Heaps and Priority Queues
Introduction
A heap is a specialized tree-based data structure that efficiently supports finding and removing the minimum (or maximum) element. Priority queues, typically implemented with heaps, are essential for algorithms like Dijkstra's shortest path and heap sort.
Learning Objectives
By the end of this reading, you will be able to:
- Understand heap properties and types
- Implement a binary heap using an array
- Use priority queues effectively
- Apply heaps to solve problems
1. What is a Heap?
A heap is a complete binary tree where each node satisfies the heap property:
- Min-Heap: Parent ≤ children (root is minimum)

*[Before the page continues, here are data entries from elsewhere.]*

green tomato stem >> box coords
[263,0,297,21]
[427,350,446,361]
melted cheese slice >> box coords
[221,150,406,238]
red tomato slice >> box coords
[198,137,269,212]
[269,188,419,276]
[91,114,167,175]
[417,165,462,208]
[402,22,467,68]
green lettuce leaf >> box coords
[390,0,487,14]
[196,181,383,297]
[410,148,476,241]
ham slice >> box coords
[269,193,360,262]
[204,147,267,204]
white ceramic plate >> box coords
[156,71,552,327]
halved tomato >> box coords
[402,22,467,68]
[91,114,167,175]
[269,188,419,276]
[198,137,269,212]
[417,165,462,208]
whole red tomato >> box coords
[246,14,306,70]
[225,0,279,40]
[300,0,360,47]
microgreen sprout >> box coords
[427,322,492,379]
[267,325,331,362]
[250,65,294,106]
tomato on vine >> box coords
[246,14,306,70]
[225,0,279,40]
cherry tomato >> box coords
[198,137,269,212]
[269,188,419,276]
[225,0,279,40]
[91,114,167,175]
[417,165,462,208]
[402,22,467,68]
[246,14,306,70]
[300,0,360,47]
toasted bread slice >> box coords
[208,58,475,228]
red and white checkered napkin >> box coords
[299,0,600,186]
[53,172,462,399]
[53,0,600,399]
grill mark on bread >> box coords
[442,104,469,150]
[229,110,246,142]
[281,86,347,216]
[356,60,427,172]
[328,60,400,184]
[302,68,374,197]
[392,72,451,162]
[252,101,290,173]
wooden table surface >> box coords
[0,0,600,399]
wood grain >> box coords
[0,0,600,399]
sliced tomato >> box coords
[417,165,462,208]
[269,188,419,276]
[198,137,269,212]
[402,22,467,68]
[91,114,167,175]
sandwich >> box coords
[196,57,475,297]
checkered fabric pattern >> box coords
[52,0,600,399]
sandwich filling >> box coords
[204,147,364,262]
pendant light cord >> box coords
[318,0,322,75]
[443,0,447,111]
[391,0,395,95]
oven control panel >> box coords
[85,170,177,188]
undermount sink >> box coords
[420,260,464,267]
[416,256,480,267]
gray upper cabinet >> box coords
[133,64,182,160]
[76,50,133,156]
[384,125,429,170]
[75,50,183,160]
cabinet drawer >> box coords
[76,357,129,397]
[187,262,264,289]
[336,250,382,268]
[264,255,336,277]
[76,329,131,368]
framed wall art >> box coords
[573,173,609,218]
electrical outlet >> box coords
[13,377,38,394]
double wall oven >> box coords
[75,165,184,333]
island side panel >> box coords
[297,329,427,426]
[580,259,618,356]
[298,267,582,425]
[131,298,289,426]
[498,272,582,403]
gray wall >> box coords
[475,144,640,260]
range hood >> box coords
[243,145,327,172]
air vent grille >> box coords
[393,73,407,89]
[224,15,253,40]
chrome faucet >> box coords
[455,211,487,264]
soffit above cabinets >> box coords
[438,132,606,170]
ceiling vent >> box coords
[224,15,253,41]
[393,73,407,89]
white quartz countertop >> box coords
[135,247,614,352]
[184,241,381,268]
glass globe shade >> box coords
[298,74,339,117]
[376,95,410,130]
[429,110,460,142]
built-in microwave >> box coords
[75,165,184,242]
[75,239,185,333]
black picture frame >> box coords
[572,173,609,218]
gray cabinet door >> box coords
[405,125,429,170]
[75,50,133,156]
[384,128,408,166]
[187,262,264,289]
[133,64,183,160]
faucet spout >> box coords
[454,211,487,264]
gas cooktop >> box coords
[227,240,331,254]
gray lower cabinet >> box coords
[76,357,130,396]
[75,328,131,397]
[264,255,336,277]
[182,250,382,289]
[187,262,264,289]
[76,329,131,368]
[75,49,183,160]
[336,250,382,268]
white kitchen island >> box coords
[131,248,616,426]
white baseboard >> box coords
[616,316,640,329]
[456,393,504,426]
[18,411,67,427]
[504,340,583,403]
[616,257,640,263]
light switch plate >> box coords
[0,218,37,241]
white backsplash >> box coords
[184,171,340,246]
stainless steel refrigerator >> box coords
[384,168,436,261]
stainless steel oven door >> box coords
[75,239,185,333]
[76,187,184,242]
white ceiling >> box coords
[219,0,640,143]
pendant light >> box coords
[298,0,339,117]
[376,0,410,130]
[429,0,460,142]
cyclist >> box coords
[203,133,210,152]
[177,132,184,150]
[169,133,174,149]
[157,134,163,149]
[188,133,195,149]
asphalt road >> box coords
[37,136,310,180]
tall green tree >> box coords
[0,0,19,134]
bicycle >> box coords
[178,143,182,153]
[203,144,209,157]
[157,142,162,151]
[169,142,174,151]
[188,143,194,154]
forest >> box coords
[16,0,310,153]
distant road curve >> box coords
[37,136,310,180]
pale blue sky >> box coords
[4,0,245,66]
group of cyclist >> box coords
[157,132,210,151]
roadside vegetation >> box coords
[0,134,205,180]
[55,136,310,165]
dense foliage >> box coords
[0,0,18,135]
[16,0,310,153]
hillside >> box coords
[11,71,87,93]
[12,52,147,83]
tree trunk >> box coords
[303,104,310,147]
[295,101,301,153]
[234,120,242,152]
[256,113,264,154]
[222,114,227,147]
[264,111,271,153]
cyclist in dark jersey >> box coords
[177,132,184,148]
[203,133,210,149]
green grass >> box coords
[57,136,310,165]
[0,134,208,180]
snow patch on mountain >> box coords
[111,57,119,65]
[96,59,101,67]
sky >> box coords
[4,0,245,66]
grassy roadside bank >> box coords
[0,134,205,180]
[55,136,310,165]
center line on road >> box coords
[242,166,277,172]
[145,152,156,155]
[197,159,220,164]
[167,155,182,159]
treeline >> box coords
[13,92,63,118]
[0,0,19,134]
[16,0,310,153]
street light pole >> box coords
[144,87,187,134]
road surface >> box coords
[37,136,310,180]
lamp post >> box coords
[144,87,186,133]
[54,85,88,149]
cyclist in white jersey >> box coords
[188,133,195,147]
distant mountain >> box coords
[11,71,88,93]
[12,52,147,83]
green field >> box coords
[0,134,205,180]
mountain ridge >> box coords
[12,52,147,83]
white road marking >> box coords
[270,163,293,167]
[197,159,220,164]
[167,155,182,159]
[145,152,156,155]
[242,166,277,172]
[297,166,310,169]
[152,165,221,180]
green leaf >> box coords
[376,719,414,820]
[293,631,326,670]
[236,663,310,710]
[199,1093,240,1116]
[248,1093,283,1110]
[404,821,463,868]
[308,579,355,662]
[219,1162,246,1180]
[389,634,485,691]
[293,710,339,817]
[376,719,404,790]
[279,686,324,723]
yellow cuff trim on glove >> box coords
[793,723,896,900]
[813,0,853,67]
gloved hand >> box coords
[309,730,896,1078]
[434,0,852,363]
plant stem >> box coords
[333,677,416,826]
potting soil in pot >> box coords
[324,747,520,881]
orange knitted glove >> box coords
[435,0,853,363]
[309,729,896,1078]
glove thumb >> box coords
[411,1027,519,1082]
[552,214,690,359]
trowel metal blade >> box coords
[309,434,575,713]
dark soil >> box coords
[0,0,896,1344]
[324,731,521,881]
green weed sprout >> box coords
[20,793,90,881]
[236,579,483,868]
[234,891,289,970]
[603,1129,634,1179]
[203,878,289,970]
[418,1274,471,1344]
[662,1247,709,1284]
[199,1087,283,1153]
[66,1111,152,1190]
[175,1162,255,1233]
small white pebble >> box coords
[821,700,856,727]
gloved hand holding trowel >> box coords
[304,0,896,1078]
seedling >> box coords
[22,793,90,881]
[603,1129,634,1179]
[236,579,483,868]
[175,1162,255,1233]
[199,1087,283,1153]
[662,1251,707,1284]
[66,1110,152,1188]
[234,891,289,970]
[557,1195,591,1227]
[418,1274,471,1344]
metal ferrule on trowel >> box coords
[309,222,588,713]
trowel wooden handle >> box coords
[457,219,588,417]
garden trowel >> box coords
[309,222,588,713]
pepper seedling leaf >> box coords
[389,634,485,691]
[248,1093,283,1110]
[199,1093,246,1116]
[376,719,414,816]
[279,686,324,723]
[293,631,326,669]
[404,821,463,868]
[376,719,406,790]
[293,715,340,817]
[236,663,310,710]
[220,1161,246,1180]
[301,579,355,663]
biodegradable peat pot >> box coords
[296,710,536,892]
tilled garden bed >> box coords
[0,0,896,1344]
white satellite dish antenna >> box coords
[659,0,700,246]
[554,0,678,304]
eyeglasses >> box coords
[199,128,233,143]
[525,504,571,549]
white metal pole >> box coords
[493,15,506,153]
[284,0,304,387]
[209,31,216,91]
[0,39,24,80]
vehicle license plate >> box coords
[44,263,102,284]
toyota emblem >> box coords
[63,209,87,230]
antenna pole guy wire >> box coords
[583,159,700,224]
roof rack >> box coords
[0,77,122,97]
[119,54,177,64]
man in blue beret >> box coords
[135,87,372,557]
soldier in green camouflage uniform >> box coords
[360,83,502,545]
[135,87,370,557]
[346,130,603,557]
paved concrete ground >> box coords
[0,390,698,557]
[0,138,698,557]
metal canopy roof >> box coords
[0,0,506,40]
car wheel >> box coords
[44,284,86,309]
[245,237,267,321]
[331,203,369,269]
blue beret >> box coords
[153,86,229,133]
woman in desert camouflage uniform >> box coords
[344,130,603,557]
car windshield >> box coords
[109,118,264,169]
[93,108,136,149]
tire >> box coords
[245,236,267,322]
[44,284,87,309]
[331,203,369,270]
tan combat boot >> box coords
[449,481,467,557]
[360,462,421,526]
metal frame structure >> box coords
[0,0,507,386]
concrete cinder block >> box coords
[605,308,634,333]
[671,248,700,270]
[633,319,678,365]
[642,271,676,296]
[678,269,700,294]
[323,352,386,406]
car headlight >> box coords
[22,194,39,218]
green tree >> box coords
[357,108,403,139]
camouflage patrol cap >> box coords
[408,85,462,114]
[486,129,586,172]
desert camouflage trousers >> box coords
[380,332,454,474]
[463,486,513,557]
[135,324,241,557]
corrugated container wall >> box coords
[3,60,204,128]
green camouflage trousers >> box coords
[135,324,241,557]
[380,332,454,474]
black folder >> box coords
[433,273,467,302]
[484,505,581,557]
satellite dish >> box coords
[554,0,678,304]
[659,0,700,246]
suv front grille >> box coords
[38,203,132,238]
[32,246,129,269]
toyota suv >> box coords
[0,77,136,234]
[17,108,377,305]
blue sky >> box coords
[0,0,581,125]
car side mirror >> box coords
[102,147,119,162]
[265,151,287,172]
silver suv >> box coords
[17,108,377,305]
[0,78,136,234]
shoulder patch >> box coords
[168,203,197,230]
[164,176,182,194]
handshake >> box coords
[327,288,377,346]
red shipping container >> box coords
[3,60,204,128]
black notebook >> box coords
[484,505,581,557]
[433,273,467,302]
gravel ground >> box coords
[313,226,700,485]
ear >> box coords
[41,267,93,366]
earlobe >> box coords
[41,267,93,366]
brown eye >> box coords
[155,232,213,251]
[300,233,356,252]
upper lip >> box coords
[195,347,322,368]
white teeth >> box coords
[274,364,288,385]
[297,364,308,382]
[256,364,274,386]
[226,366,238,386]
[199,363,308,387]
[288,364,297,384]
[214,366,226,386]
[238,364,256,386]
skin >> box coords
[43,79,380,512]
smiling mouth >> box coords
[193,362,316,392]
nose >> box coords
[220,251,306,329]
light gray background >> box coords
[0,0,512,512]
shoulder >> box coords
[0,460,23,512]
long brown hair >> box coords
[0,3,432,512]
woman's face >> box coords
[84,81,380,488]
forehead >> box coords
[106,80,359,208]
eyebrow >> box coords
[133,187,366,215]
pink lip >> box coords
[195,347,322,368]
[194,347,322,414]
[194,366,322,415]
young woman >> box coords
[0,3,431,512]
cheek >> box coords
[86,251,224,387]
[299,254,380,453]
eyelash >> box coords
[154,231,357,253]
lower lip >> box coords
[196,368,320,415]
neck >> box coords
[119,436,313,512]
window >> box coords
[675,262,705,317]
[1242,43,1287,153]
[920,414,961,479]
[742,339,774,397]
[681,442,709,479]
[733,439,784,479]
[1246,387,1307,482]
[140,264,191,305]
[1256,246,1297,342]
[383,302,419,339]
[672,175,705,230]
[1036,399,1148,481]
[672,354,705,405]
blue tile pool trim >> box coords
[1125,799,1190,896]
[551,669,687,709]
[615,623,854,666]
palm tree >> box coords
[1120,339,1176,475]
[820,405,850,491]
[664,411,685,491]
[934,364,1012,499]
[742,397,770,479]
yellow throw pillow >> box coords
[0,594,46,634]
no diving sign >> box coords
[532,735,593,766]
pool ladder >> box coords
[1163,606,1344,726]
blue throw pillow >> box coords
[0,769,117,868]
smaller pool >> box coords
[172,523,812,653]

- Max-Heap: Parent ≥ children (root is maximum)
Min-Heap Example
1 Parent ≤ Children
/ \
3 2
/ \ / \
7 4 5 6
Array representation: [1, 3, 2, 7, 4, 5, 6]
Max-Heap Example
9 Parent ≥ Children
/ \
7 8
/ \ / \
3 5 6 4
Array representation: [9, 7, 8, 3, 5, 6, 4]
Key Properties
- Complete Binary Tree: All levels filled except possibly the last, filled left-to-right
- Heap Property: Parent-child relationship maintained
- Not Sorted: Only parent-child relationships guaranteed
- Efficient Operations: Insert and delete in O(log n), find min/max in O(1)
2. Array Representation
Because heaps are complete binary trees, we can efficiently store them in arrays.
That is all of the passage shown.